When I'm writing, I think I ought to be cleaning, and vice-versa. I do have an idea for a story, somehow involving Charlotte Corday. Girondins, Montagnards. Marat, Robespierre. Corday was a Leo, born on July 27th. Maybe she's just a ghost at Graymont, sometimes carrying her head under her arm. But that has been done. Maybe a story will develop--but I suspect the only time a story develops is when someone sits down and starts writing it.



Anyway, in March I decided that April will be cleaning month. "April is the cruellest month...."

Sunday, April 1, 2012

Graymont

Among the Dolls' relations, there's an old lady who lives 'way out in the sticks.

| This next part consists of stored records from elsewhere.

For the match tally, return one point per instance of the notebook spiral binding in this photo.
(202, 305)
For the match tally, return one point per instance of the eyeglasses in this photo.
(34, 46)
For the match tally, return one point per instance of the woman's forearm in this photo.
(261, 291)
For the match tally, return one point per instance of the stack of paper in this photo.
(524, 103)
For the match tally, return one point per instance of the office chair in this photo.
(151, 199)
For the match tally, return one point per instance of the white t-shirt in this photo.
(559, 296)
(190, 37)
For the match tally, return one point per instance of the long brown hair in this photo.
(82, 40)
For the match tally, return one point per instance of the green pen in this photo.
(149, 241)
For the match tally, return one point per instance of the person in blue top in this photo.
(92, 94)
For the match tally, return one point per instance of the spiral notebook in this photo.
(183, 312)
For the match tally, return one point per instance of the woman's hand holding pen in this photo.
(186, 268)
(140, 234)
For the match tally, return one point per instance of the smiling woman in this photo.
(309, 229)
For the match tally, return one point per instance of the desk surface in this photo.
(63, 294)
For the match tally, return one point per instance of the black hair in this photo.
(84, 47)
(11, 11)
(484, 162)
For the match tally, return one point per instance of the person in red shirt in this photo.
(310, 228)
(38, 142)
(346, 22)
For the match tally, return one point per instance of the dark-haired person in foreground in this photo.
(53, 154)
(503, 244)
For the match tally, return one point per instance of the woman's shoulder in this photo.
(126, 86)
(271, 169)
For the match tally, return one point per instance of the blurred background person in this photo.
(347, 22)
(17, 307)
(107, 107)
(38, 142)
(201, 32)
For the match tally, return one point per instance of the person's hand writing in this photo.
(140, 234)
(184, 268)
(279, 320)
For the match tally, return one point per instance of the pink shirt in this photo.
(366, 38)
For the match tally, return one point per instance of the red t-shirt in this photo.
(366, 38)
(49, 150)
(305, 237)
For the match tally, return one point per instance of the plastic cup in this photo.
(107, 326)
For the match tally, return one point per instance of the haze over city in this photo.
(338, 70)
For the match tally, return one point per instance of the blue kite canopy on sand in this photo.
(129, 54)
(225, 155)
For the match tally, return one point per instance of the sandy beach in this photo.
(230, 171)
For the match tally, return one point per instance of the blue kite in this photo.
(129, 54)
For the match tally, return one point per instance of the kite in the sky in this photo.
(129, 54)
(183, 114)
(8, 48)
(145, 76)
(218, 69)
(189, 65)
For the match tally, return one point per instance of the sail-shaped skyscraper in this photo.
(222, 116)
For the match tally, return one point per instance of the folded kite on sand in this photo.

Grandma calls her Granny Gray, though even Grandma gets confused when trying to trace the exact family relationship. This crone may be even older than Billy Bones claims to be, and her first name is Gertrude. Or Geraldine, or Gretchen. Gilda or Gwendolyn, no one is sure, because of the scrawled nature of signature on the rare greeting cards they receive from her.

A hundred or so years ago, Granny G's house was a mansion called Graymont, but now it is a (pardon the anachronism) rambling wreck crammed with all manner of trash and treasures. Much of the Dolls' household furnishing came from there. If anyone should want a bustle or a farthingale, a French clock with cherubs, a German player-piano called a Fortsenzitter or something like that, a death mask of George Washington, a steam-powered tricycle-- Well, Granny G can usually find whatever is needed in one cubbyhole or another, with the aid, so she claims, of various ghosts in the house.

With random hired help, she does keep a few rooms tidy and functional, such as the pretty suite occupied by little Maybelle Buff-Orpington, an orphan child who is said to be a grandchild of Step-Grandpa Barry Buff-Orpington.

Daddy Doll wants to send a crew of photographers to Graymont to record some of the flotsam there before the whole place goes up in flames or falls to dust. He hasn't yet found professionals willing to take on the job for a reasonable fee.